I’m not saying you need a lot of money — just enough to provide your basic needs, a sense of security, and possibly for indulging in a passion. And it’s that passion in particular that brings the happiness.
And please. Don’t confuse “passion” for “stuff.”
So this tug-of-war game I’ve been playing goes like this: I know I’ve been wanting to make travel — regular travel — a major part of my life. The problem is, even though nearly every dream and drive I’ve had since childhood has pointed me in that direction with everything short of flashing neon arrows, it didn’t even really occur to me to try to do something about it until 2 years ago.
So I did what any rational, level-headed, Type A person would do: I quit my job and did a work exchange in Costa Rica for 2 months.
(Needless to say, I am not level-headed or Type A. And rational? Try rash.)

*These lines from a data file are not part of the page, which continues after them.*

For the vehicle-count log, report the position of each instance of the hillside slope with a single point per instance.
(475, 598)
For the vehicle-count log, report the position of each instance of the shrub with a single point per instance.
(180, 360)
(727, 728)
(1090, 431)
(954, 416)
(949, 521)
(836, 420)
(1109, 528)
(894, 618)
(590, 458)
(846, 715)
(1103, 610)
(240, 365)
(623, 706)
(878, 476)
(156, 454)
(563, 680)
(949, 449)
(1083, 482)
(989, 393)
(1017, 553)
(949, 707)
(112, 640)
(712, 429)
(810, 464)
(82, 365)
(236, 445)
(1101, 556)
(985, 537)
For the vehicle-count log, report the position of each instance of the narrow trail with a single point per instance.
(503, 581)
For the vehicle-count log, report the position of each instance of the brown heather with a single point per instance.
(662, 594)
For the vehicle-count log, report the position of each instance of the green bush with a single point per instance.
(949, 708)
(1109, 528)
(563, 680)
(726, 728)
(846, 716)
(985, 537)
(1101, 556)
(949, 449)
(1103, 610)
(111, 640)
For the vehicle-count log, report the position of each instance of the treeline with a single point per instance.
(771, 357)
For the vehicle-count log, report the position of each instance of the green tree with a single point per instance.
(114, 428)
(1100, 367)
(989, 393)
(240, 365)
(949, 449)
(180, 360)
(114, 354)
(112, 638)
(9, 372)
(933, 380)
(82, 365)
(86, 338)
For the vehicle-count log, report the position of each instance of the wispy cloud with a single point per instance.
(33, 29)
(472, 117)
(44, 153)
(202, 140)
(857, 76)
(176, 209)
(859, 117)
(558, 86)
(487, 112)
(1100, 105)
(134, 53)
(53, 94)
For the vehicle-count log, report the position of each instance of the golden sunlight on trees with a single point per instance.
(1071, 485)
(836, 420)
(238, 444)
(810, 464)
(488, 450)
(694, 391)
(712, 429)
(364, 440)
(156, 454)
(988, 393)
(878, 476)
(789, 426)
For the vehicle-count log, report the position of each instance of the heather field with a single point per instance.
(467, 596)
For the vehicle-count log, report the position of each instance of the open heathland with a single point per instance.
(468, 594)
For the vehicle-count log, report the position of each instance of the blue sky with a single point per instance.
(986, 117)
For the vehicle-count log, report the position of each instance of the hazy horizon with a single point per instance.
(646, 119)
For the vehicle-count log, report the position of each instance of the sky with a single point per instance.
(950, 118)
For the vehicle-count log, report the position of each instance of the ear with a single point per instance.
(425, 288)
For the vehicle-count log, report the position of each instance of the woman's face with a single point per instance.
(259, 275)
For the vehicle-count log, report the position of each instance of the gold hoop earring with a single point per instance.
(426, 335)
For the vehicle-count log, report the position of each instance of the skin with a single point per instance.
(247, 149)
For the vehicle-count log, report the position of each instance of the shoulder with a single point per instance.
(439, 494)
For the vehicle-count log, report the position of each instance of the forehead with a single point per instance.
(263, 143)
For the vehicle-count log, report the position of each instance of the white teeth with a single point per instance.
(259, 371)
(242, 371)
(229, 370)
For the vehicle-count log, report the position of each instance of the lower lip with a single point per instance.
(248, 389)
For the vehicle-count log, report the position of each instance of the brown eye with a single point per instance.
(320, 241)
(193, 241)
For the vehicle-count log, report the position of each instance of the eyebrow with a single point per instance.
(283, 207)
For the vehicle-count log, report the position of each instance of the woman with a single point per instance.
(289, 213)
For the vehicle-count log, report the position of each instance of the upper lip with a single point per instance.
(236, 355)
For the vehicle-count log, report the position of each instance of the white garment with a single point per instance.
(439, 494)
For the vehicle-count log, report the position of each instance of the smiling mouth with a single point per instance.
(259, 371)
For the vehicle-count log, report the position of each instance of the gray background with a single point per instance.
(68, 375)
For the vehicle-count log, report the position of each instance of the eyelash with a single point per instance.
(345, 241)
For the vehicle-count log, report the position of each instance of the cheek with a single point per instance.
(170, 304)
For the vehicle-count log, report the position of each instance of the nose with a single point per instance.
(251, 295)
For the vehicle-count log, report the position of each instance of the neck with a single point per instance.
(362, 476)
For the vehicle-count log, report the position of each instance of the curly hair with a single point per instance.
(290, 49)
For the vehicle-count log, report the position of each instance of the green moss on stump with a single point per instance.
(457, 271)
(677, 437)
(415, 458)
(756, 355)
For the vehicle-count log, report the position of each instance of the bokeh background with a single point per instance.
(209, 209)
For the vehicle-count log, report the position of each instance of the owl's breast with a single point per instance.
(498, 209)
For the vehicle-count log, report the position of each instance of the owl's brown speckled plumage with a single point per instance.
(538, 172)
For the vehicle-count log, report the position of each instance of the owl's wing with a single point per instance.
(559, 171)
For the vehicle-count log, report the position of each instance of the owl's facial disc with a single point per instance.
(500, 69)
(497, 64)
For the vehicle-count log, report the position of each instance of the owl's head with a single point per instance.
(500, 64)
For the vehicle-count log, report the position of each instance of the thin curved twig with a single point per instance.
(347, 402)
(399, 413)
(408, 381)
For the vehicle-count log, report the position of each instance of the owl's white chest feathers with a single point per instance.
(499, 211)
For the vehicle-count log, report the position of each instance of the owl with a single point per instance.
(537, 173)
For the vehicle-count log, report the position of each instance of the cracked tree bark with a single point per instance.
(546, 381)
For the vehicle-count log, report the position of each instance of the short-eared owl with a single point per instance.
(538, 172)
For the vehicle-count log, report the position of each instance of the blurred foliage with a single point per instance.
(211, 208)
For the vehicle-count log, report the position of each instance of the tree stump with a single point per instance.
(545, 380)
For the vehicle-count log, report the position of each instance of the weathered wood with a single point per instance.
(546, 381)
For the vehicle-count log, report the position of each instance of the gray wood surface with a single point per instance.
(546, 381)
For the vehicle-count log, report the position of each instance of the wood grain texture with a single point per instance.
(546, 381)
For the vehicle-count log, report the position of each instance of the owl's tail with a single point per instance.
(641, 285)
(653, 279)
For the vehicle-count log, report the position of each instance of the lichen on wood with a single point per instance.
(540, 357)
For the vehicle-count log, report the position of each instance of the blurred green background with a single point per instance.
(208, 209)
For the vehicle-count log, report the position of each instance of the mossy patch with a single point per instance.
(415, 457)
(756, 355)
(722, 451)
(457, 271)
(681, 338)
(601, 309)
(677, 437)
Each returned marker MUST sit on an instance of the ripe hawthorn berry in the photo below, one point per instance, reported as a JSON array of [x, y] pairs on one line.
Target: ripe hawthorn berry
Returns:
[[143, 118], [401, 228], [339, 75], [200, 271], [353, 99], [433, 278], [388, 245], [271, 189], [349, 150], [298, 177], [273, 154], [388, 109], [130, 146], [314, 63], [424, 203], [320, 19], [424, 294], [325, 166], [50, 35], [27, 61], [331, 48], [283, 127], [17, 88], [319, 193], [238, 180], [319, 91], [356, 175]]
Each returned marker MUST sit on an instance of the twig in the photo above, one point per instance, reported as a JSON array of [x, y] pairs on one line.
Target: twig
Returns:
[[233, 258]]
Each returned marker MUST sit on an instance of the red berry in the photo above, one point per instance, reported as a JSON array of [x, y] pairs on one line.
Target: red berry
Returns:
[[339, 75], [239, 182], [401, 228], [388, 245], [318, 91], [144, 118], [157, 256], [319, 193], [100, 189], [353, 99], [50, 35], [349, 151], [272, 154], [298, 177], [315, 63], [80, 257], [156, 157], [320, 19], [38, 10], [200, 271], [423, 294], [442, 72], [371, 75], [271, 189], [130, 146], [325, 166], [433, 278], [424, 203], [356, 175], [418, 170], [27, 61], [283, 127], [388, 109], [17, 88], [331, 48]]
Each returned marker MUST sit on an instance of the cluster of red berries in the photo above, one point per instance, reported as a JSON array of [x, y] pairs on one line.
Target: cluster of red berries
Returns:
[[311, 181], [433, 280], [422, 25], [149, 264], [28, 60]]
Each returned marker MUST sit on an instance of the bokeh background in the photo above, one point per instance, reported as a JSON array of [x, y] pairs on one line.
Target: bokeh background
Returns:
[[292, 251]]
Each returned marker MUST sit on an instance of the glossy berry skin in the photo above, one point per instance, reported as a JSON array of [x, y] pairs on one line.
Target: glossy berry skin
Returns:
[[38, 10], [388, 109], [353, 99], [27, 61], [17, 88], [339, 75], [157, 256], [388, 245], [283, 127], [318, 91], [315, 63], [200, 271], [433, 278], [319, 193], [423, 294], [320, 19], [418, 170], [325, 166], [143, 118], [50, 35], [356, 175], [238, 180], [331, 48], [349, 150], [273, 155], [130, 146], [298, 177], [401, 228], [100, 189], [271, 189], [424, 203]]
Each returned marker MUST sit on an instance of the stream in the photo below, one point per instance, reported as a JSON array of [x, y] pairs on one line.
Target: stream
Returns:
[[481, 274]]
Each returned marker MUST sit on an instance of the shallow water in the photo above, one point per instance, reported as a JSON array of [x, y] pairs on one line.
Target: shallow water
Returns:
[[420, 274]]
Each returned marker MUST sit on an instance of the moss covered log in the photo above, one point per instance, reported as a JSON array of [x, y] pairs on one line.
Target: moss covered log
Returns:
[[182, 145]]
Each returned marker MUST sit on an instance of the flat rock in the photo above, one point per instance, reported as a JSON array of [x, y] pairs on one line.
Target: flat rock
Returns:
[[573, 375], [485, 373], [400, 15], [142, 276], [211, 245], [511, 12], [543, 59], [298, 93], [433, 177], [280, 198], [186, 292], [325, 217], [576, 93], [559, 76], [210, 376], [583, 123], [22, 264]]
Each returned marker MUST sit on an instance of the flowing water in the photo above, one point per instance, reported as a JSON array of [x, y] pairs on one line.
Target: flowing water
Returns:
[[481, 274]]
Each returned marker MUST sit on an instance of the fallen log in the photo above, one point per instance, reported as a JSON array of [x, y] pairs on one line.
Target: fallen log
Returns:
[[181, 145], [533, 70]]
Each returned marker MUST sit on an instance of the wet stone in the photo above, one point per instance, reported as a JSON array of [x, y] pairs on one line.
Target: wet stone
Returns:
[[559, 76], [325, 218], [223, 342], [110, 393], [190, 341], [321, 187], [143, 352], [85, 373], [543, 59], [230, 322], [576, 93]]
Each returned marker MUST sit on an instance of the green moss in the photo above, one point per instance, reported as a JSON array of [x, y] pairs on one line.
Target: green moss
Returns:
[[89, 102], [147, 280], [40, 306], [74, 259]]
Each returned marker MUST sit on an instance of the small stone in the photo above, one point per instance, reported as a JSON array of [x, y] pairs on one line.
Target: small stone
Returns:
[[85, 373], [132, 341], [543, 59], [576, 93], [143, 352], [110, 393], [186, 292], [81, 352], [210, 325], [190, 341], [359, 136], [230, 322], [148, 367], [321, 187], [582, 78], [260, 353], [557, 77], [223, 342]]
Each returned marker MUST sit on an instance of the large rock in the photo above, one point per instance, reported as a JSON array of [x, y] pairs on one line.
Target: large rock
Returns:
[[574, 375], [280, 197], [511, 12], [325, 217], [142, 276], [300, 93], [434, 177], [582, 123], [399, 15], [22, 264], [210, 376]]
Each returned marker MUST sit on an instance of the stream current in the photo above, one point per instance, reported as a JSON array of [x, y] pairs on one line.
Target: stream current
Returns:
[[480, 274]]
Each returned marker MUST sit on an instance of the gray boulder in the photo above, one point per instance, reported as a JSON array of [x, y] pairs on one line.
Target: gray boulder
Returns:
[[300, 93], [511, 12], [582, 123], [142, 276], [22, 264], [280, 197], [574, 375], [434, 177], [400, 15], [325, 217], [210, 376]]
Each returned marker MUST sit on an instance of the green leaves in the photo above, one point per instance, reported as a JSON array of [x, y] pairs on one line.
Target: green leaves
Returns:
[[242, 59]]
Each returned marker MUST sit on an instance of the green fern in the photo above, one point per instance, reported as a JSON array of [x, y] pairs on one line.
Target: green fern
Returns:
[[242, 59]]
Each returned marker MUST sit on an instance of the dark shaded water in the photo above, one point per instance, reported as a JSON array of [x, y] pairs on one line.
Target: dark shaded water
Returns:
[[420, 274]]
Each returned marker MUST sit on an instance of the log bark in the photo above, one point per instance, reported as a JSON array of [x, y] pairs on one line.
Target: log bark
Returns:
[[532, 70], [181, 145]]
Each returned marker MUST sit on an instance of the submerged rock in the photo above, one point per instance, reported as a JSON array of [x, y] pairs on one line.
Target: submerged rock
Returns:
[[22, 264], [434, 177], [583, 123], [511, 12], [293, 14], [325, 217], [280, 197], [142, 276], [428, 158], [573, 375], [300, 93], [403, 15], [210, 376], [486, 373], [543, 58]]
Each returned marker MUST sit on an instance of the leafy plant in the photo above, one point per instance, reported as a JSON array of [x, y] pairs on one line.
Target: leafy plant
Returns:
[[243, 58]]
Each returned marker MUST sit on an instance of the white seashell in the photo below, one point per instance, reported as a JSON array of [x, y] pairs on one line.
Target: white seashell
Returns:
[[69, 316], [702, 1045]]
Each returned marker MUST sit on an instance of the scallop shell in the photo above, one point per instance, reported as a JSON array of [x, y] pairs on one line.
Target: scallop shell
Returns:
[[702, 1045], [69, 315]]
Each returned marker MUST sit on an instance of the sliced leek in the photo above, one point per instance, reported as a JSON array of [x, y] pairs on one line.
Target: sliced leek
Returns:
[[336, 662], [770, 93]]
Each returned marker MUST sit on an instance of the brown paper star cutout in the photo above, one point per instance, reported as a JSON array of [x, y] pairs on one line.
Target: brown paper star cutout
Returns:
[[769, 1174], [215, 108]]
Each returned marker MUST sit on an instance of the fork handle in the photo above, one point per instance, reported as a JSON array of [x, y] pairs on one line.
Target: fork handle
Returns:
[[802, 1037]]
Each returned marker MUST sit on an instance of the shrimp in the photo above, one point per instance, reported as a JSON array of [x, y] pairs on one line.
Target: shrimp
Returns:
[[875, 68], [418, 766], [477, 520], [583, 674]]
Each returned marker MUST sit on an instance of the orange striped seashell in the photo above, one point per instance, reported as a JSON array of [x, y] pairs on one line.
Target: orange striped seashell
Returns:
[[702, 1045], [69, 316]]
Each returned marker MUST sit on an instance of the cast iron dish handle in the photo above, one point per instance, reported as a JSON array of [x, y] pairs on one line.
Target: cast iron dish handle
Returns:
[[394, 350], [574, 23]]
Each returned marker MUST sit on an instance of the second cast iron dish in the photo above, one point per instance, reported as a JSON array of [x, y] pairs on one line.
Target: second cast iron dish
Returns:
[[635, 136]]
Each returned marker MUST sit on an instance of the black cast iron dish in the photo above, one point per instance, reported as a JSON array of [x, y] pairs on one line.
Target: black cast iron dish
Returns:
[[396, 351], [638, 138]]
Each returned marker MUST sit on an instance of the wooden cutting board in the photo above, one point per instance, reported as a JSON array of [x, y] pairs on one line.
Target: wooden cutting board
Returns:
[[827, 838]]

Okay, in retrospect I see the problem. This type of highly emotional quarter-life crisis decision-making was not sustainable in the least. And worse, it whet my wanderlust with a fierceness. While I wouldn’t trade the experience or the friends I made for anything, it’s fair to say that I now wish I’d thought beyond the trip. That I’d made a plan. And, most important, that I’d taken the time to save a significant amount of cash from my previous job before kissing that paycheck goodbye.
The thing is, when you hear those amazing stories about people who make a dramatic life change and their lives suddenly turn out all joyous and magical and completely figured out, they don’t tell you how much planning and preparation were involved before the deed was done. Or, how much money. All I heard was, “Go for it! Live your dream! Everything will fall into place!”
Well. Those people probably weren’t making $800 per month student loan payments.
And now my mind’s at it again.
There’s the dreamer side that says spread your wings and FLY. OPTIMISM will carry you through. Who needs food when you have NAIVETY on your side?
And of course, the practical side that says I should do boring things like plan and calculate and save money.
Hence, the tug-of-war. Not to mention the fact that the quickest way for me to save money right now would be to get a second job, likely as a waitress once again, which would take me away from Justin and the pups. Just so I can… travel away from Justin and the pups? No, thank you. I will have my cake and eat it too, if you please.
So. Which do you think is right?
a) Hard work and discipline is the best and most effective way to get what you want in this world. Stay strong, make a plan, have patience, and eventually you will reach your goals!
b) There are no guarantees when it comes to Tomorrow, and nothing can stop you when it comes to the Power of Positive Thinking. Send good vibes into the Universe and keep plowing ahead, and roadblocks will tumble as you go!
I know which one I want to believe.
But, in reality, I’m guessing we need a whole lot of both.